他人を変えようとするのではなく、自分を変える

【澤】ストレスの最大の原因というと、やはり人間関係が挙げられますよね。人間関係の築き方について、ふゆこさんはどのような意識を持っていますか?

【ふゆこ】それこそ、「自分以外の他人」のような、自分でコントロールできないものをコントロールしようとはせず、コントロール可能な自分の考え方や行動を変えていくということが、なにより大切ではないでしょうか。この思考を、わたしは「対策自分論」と名づけています。

【澤】それは面白い言葉ですね。確かに、「あなたの言動はわたしのストレスの原因になっているから、その言動を変えてください」といったところで、相手は変わってくれませんからね。

【ふゆこ】だからこそ、「すべての起きたことの原因は自分にある」と考え、「そうであるなら、どうするか?」と対策を考えるのです。いわゆる、ブラック会社に勤めていることがつらい場合であれば、それを会社や他人のせいにしたところで事態はなかなか好転しません。その会社にも悪い側面もありますが、そもそもは、その勤務先を選んだ自分に原因があるのですから、自分で解決に向けた行動を考えなければなりません。

そのように、自分自身に目を向ける姿勢は、自分のなかでの「優先順位」を決められることにもつながっていきます。限られたお金をなにに使うのか、どの費目を削減しなければならないのかを決めるには、優先順位が欠かせませんよね。それができずに「あれもこれも」となんにでもお金をかけていては、お金が貯まらなくなって当然です。

澤円さん
写真=石塚雅人
澤円さん

「常識」を捨て、「別のやり方」を考える

【ふゆこ】澤さんはかつて日本マイクロソフトにお勤めだったと伺っています。大きな組織ですから先に話題に挙がった人間関係の問題も複雑そうですが、そうした問題にどのように対応していましたか?

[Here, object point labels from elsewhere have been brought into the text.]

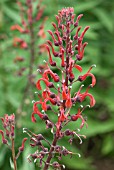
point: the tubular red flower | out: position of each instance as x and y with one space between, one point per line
53 75
21 148
78 67
48 84
4 141
17 27
82 78
53 51
68 102
52 63
80 97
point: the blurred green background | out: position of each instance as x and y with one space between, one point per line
97 151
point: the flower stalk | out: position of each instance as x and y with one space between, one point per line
67 46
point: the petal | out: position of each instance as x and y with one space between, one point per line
78 67
92 100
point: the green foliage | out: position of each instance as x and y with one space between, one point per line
100 51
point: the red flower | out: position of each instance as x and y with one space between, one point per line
82 78
78 116
48 84
80 97
36 111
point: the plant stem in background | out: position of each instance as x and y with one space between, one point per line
13 154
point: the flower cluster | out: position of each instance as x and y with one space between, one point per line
65 51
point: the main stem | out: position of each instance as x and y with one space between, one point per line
50 153
31 63
13 154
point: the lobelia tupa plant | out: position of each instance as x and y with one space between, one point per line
65 51
31 30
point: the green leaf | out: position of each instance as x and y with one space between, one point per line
86 6
105 18
108 145
11 14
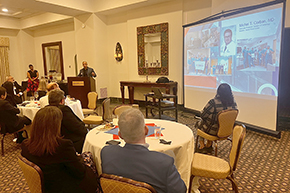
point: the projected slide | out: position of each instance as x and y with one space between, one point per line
243 51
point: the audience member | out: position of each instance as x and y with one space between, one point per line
135 161
71 126
43 101
9 118
62 168
223 100
42 88
33 81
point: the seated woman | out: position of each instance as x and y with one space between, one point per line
223 100
62 168
42 90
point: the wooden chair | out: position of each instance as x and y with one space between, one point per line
33 175
226 121
92 103
4 133
118 184
161 102
213 167
118 110
97 120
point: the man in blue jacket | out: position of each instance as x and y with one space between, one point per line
136 162
87 71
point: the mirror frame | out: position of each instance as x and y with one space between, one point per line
150 29
59 44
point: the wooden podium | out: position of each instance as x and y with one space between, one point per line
79 87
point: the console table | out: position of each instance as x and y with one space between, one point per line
132 84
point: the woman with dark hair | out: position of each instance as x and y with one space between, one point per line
33 81
223 100
62 168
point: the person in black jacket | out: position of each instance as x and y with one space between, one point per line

【澤】そういう意味では、僕はとても恵まれていました。もちろん対顧客など、それこそふゆこさんがいうようにコントロールできないこともあります。なかには、「こっちが金を払うのだから指示通りに動け」といった姿勢で接してくる相手もいるわけです……(苦笑)。

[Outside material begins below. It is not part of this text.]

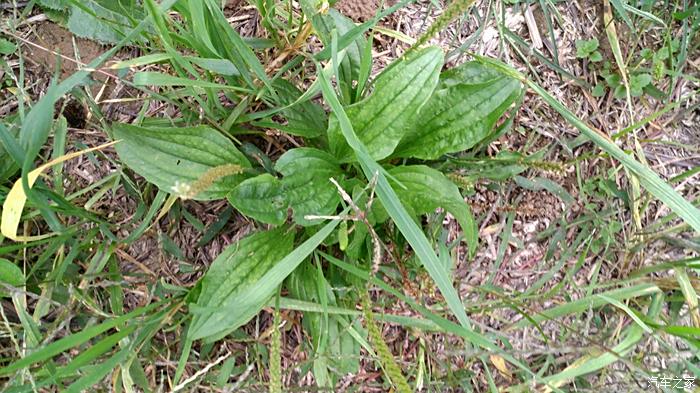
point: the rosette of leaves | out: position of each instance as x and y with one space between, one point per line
410 116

ただ、ラッキーだったのが、そういったストレスを軽減してくれる要素があったということ。それは、まったく価値観の異なる仲間が社内にたくさんいたことです。僕はマイクロソフトテクノロジーセンターという組織のセンター長でしたが、そのセンターは世界40カ所ほどに展開しています。

そして、それぞれのセンター長たちが集まってコミュニケーションを取ることもあります。肩書が同じですから、本来的に役割は同じですよね? でも、それぞれが管轄している国や地域が異なります。各自の環境をバックグランドに話をしてみると、自分としては大問題だと認識していたことが、別のセンターではまったく問題になっていないということも多々あるのです。

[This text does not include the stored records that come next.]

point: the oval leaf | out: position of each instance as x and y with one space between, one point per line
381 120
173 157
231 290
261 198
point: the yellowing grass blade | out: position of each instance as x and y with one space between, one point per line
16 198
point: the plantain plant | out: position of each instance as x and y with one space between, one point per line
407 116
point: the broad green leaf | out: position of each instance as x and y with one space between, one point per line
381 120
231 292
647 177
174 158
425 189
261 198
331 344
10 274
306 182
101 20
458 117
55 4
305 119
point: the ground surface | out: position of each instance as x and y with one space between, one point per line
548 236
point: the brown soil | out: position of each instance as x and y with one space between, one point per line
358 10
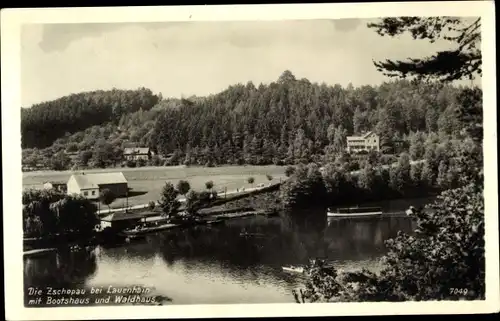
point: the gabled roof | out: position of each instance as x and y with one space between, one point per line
95 179
367 134
136 150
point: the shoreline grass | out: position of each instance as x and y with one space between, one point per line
147 182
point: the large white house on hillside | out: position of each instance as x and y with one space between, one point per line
366 142
90 185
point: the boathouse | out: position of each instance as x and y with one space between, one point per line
90 185
123 220
58 186
136 153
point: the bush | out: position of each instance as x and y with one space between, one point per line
183 187
289 170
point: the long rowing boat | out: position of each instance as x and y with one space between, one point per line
348 212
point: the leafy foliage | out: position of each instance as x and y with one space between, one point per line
445 252
464 60
43 123
283 123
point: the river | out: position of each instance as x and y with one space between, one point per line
216 265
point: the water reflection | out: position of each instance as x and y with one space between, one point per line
224 263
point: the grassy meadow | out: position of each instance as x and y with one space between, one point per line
146 182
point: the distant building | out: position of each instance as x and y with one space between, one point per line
58 186
90 185
367 142
136 153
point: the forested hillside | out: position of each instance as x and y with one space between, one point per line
285 122
43 123
296 121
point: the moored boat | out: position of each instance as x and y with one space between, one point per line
355 212
293 269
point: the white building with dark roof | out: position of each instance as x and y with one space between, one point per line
366 142
90 185
136 153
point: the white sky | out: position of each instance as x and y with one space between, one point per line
186 58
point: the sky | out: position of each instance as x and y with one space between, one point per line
180 59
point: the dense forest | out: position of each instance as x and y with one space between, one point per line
289 121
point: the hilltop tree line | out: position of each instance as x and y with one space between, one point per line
294 121
444 258
286 122
45 122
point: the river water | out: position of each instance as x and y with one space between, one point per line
217 265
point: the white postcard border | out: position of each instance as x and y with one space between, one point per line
12 19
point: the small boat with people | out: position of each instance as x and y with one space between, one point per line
352 212
293 269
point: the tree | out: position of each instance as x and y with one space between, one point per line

【ふゆこ】問題というのは、先の例にあったコントロールできない顧客などですか?

【澤】それもありますし、日本の商慣習などいわゆる“常識”と呼ばれるものです。環境や文化が違えば、僕が大問題だと思っていたこともまったく問題になっていない。その事実を知ると、「どうして僕はこんなことにとらわれていたのだろう」と気が楽になりましたし、「常識にとらわれない別のやり方もあるのでは?」と考え、対処することもできました。